Storms of Life is the debut studio album by American country music artist Randy Travis. It was released on June 2, 1986, by Warner Records. Certified 3× Multi-Platinum by the RIAA for American shipments of three million copies. it features the singles "On the Other Hand" (previously recorded by Keith Whitley on his 1985 album L.A. to Miami), "1982", "Diggin' up Bones" and "No Place Like Home". Although "On the Other Hand" charted at number 67 on the Hot Country Songs chart upon its initial release, the song reached number one on the same chart once it was re-released, following "1982," which peaked at number six. "Diggin' up Bones" also reached number one, while "No Place Like Home" peaked at number two.

"There'll Always Be a Honky Tonk Somewhere" was later recorded by Daron Norwood for his second album Ready, Willing and Able.
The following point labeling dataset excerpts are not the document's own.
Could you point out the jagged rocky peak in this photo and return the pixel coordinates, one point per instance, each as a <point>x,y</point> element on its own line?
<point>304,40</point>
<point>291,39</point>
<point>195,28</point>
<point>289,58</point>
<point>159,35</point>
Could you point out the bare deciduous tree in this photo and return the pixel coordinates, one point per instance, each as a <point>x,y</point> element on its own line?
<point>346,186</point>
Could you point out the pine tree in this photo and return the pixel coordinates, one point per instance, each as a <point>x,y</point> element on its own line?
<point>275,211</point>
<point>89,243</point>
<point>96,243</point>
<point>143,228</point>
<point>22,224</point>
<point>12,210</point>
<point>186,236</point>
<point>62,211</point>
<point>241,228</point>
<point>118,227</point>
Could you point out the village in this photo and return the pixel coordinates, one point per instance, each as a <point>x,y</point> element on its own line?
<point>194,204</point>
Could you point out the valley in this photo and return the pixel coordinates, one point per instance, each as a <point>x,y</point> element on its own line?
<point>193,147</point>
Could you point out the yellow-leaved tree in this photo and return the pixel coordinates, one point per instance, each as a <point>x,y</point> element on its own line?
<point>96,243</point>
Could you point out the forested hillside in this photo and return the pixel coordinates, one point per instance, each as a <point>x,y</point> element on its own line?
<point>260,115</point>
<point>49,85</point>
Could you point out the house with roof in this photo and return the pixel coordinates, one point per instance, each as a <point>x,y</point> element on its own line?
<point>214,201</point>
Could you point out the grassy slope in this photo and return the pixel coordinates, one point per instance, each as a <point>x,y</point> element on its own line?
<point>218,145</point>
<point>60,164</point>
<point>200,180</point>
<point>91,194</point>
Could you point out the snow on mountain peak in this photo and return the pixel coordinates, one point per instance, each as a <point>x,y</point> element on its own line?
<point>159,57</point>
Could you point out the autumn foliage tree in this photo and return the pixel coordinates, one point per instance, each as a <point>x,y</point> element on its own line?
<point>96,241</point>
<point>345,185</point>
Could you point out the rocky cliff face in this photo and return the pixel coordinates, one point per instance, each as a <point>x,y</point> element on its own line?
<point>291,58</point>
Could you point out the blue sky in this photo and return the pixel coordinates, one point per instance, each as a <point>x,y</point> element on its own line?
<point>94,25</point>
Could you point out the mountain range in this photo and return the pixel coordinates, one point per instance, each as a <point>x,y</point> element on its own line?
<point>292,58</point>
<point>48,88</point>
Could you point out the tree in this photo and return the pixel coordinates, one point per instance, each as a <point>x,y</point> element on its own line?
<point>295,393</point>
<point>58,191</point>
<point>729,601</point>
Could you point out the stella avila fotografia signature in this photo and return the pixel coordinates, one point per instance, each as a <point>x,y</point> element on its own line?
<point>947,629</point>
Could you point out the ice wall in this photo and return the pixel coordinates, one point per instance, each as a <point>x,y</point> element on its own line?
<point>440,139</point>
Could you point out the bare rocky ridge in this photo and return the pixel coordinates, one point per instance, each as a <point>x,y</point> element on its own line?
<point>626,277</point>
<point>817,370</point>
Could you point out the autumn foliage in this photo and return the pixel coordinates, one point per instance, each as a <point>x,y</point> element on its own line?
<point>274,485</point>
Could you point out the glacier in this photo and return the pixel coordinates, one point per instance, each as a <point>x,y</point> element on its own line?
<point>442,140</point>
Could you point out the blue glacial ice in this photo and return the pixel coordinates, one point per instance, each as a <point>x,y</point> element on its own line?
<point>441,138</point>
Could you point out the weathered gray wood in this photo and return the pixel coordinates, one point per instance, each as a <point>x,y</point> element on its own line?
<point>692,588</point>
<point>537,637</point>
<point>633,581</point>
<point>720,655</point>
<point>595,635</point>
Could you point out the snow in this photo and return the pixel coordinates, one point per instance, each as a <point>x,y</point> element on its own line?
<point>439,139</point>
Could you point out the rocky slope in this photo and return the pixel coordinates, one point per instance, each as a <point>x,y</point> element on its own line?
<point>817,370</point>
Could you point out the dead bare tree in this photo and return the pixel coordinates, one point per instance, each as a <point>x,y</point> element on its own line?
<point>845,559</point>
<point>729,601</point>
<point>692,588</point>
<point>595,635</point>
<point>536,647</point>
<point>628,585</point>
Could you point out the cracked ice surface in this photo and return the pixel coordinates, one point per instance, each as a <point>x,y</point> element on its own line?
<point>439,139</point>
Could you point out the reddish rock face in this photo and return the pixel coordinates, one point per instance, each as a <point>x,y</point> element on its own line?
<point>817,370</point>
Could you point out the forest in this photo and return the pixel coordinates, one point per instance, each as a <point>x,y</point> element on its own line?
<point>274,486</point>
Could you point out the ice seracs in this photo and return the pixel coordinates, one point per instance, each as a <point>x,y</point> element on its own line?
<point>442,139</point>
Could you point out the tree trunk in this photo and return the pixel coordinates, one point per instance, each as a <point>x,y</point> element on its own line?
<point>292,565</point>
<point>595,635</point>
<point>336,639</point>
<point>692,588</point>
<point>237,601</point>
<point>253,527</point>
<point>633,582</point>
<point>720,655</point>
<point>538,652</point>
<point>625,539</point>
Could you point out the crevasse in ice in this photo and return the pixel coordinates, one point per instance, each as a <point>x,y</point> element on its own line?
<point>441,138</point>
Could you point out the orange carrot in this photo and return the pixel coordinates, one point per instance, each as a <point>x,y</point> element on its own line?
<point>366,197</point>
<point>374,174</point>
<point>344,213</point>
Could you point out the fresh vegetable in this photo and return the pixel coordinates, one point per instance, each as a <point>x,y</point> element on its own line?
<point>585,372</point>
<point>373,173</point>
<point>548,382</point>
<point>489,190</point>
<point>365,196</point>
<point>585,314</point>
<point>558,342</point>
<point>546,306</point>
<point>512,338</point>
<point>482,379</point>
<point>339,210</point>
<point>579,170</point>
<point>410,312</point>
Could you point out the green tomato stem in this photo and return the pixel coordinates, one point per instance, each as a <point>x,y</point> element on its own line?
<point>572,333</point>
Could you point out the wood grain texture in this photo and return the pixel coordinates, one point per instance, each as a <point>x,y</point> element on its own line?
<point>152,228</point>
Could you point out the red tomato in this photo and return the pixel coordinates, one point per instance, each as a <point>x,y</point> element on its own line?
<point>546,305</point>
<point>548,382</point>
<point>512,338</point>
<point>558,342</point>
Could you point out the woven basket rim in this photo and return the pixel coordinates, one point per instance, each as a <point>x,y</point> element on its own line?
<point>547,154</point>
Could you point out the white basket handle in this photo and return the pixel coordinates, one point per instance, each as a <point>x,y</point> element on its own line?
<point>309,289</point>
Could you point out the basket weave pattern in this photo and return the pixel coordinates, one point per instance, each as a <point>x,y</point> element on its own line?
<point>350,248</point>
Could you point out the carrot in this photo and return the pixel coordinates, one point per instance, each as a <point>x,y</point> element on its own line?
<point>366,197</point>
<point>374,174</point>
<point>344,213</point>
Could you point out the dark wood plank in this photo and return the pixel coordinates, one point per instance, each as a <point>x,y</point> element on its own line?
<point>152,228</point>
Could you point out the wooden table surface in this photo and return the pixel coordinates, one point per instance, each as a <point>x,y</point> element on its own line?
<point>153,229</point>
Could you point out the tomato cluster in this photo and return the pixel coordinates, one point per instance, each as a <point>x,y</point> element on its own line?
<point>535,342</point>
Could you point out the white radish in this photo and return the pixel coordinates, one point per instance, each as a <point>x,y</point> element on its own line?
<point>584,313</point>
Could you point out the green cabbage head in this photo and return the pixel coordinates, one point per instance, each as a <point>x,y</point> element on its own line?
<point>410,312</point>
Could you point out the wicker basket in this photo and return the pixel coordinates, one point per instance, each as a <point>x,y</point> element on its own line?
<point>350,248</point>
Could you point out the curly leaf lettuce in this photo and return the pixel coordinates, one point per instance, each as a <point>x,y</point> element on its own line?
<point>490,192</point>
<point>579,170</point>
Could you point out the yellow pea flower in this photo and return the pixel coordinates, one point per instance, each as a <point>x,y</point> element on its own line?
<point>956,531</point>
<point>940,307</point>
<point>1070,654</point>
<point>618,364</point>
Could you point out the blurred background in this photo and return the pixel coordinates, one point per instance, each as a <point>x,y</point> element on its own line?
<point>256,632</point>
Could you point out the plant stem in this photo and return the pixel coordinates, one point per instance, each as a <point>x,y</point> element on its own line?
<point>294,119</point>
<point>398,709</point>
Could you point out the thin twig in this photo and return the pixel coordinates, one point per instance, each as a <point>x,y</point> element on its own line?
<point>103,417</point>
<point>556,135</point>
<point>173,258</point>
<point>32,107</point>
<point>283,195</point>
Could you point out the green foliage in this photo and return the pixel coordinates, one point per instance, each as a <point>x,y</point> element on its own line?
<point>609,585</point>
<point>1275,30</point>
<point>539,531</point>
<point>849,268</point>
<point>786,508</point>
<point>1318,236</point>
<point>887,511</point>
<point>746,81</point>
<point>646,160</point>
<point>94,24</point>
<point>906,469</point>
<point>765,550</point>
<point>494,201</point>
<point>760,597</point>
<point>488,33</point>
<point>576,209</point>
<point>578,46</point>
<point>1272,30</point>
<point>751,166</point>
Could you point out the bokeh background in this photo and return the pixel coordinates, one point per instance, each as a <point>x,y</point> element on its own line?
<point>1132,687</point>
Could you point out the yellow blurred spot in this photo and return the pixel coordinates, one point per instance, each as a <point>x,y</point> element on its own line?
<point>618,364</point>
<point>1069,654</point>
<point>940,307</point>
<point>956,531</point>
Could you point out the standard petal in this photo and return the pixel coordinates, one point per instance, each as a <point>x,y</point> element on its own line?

The 35th anniversary edition of the album was released on September 24, 2021. The anniversary edition includes remastered versions of the original ten tracks, as well as three previously unreleased songs ("Ain't No Use", "The Wall", and "Carryin' Fire"), labelled "From the Vault".

Professional ratings
Review scores
| Source | Rating |
| AllMusic | link |
| Chicago Tribune | favorable link |
| Robert Christgau | link |
| Rolling Stone | favorable link |

==Track listing==

| No. | Title | Writer(s) | Length |
|---|---|---|---|
| 1. | "On the Other Hand" | Paul Overstreet; Don Schlitz; | 3:06 |
| 2. | "The Storms of Life" | Max D. Barnes; Troy Seals; | 2:45 |
| 3. | "My Heart Cracked (But It Did Not Break)" | Ronny Scaife; Don Singleton; Phil Thomas; | 2:20 |
| 4. | "Diggin' Up Bones" | Al Gore; Overstreet; Nat Stuckey; | 3:01 |
| 5. | "No Place Like Home" | Overstreet; | 4:08 |
| 6. | "1982" | Buddy Blackmon; Vip Vipperman; | 2:59 |
| 7. | "Send My Body" | Randy Travis; | 3:02 |
| 8. | "Messin' with My Mind" | Joe Allen; Charlie Williams; | 3:07 |
| 9. | "Reasons I Cheat" | Travis; | 4:23 |
| 10. | "There'll Always Be a Honky Tonk Somewhere" | Steve Clark; Johnny MacRae; | 3:13 |

35th Anniversary Deluxe Edition
| No. | Title | Writer(s) | Length |
|---|---|---|---|
| 11. | "Carryin' Fire" | Sam Beck; Red Lane; Jim Ray; | 3:37 |
| 12. | "Ain't No Use" | Jim Lindley; Travis; | 2:58 |
| 13. | "The Wall" | Lee Fry; Jim Sales; Phil Thomas; | 3:02 |

==Personnel==

- Baillie & the Boys – background vocals
- Eddie Bayers – drums
- Kenny Bell – acoustic guitar
- Thomas Brannon – background vocals
- Dennis Burnside – keyboards
- Larry Byrom – acoustic guitar, electric guitar
- Mark Casstevens – acoustic guitar
- Paul Davis – background vocals
- Jerry Douglas – dobro
- Phil Forrest – background vocals
- Steve Gibson – electric guitar
- Doyle Grisham – steel guitar
- Mark Hembree – acoustic bass
- Hoot Hester – fiddle
- David Hungate – bass guitar
- Don Jackson – clarinet
- Greg Jennings – electric guitar
- Kirk "Jelly Roll" Johnson – harmonica, percussion
- Shane Keister – keyboards
- Kyle Lehning – keyboards, background vocals
- Larrie Londin – drums
- Terry McMillan – harmonica, percussion
- Fred Newell – electric guitar
- Mark O'Connor – fiddle, mandolin
- Paul Overstreet – background vocals
- Michael Rhodes – bass guitar
- Lisa Silver – background vocals
- Blaine Sprouse – fiddle
- Diane Stegall – background vocals
- Keith Stegall – electric guitar
- James Stroud – Synthesizers, Drums and Linn Drum
- Bobby Thompson – acoustic guitar
- Randy Travis – lead vocals
- Jack Williams – bass guitar
- Bobby Wood – keyboards

==Charts==

===Weekly charts===

| Chart (1986) | Peak position |
|---|---|
| Canadian Albums (RPM) | 61 |
| US Billboard 200 | 85 |
| US Top Country Albums (Billboard) | 1 |

===Year-end charts===

| Chart (1986) | Position |
|---|---|
| US Top Country Albums (Billboard) | 19 |
| Chart (1987) | Position |
| US Top Country Albums (Billboard) | 1 |
| Chart (1988) | Position |
| US Top Country Albums (Billboard) | 11 |
| Chart (1989) | Position |
| US Top Country Albums (Billboard) | 26 |
| Chart (1990) | Position |
| US Top Country Albums (Billboard) | 47 |

==Certifications==

| Region | Certification | Certified units/sales |
| Australia (ARIA) | Gold | 35,000^{^} |
| United States (RIAA) | 3× Platinum | 3,000,000^{^} |
^{^} Shipments figures based on certification alone.